The style of this room was very different, though, than the House of Night’s castle. All hard edges instead of those rounded curves, sharp metal instead of smooth marble, velvet instead of silk. My eyes bounced between columns of intricate, glistening black steel, crafted to look like twisting vines, and then the real vines that covered them, dotted with roses of black and red. I could practically taste the blood from the fingers of the craftsmen who had worked on it. It was the kind of beauty that made you certain that surely, someone had to have suffered for it.
The people who surrounded me held that same painful allure, smooth faces of high cheekbones and full lips, hair tamed into severe updos or sleek waterfalls. They wore elaborate finery, bodies of men and women alike highlighted in impeccably tailored velvets and brocades. Women’s blood-spattered bosoms heaved over tight corset bodices. Men’s gold-laced jackets, likely once buttoned up to their throats, had been loosened, too, revealing smears of black and red.
The scent of blood—human blood, hot and sweet—nearly made my knees go out again, my stomach lurching and dry mouth watering. Gods, how long had it been since I’d drank? My eyes landed on a human man, a blood vendor, who sagged against a feast table. Blood ran down his throat and coated his upper thigh over torn fabric. I had to force myself to look away, ashamed of myself.
I was wearing a white gown in a similar style to the others—tight brocade, with a bodice so restrictive it made my ribs hurt. The fabric was thin. I looked down to see that my blood from my injuries had soaked through it—black spreading like rose petals on my waist, my right shoulder, my left forearm.
Intentional, I realized.

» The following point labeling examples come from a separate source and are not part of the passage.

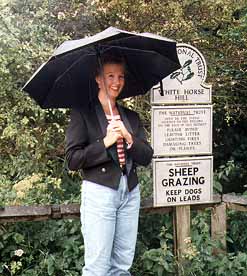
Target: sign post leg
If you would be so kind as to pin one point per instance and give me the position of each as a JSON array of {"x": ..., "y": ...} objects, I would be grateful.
[
  {"x": 181, "y": 228},
  {"x": 218, "y": 226}
]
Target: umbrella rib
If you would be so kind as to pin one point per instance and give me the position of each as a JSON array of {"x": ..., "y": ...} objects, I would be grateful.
[{"x": 69, "y": 68}]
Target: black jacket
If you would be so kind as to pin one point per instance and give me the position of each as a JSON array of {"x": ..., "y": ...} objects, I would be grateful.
[{"x": 85, "y": 149}]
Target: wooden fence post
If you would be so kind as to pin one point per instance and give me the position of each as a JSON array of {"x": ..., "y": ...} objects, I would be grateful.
[
  {"x": 181, "y": 230},
  {"x": 218, "y": 225}
]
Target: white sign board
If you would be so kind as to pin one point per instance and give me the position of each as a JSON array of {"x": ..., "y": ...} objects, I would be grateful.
[
  {"x": 186, "y": 85},
  {"x": 183, "y": 181},
  {"x": 183, "y": 130}
]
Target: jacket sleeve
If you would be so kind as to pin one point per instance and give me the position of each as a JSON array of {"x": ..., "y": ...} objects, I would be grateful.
[
  {"x": 79, "y": 152},
  {"x": 140, "y": 151}
]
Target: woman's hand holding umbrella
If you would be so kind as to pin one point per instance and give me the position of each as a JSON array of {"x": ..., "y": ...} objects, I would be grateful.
[
  {"x": 116, "y": 130},
  {"x": 113, "y": 133}
]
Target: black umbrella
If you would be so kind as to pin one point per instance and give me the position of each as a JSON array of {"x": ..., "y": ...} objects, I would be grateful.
[{"x": 67, "y": 79}]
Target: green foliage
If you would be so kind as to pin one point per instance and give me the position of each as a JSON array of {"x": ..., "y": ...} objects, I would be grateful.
[{"x": 39, "y": 248}]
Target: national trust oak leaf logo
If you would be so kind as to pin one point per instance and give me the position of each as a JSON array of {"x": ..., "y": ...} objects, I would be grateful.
[{"x": 184, "y": 73}]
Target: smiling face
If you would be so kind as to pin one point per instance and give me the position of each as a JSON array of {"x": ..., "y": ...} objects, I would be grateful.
[{"x": 113, "y": 77}]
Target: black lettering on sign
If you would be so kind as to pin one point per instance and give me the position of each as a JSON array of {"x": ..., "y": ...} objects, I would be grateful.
[{"x": 172, "y": 199}]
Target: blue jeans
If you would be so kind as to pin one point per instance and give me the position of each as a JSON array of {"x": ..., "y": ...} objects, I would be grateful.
[{"x": 109, "y": 220}]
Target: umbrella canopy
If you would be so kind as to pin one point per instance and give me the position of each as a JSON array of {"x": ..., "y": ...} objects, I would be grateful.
[{"x": 67, "y": 79}]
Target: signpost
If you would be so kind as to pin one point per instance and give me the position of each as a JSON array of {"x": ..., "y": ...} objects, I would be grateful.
[
  {"x": 186, "y": 85},
  {"x": 182, "y": 141},
  {"x": 182, "y": 180},
  {"x": 182, "y": 133},
  {"x": 185, "y": 130}
]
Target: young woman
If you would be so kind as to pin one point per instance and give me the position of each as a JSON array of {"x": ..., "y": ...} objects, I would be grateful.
[{"x": 107, "y": 150}]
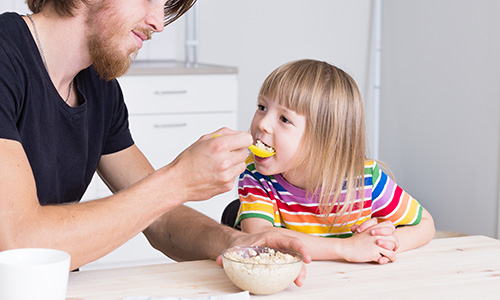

Part of the presentation.
I could feel pressure on my mind encroaching from every direction, plucking at scraps of my fear like greedy fingers pulling the skin from a turkey carcass, but I straightened my back, lifted my chin, and hoisted my mental walls as high and firm as my feeble mind could handle.
And it took everything inside of me to keep them that way when my gaze landed on the man before me.
Oh, gods.
“Father,” the Shadowborn princess said, voice smooth and yet booming through the massive room. “My gift for you on the auspicious night of your birth. I present to you, the murderer of your son.”
The King of the House of Shadow leveled his gaze at me, a thousand-year-lifetime’s worth of hatred in their depths.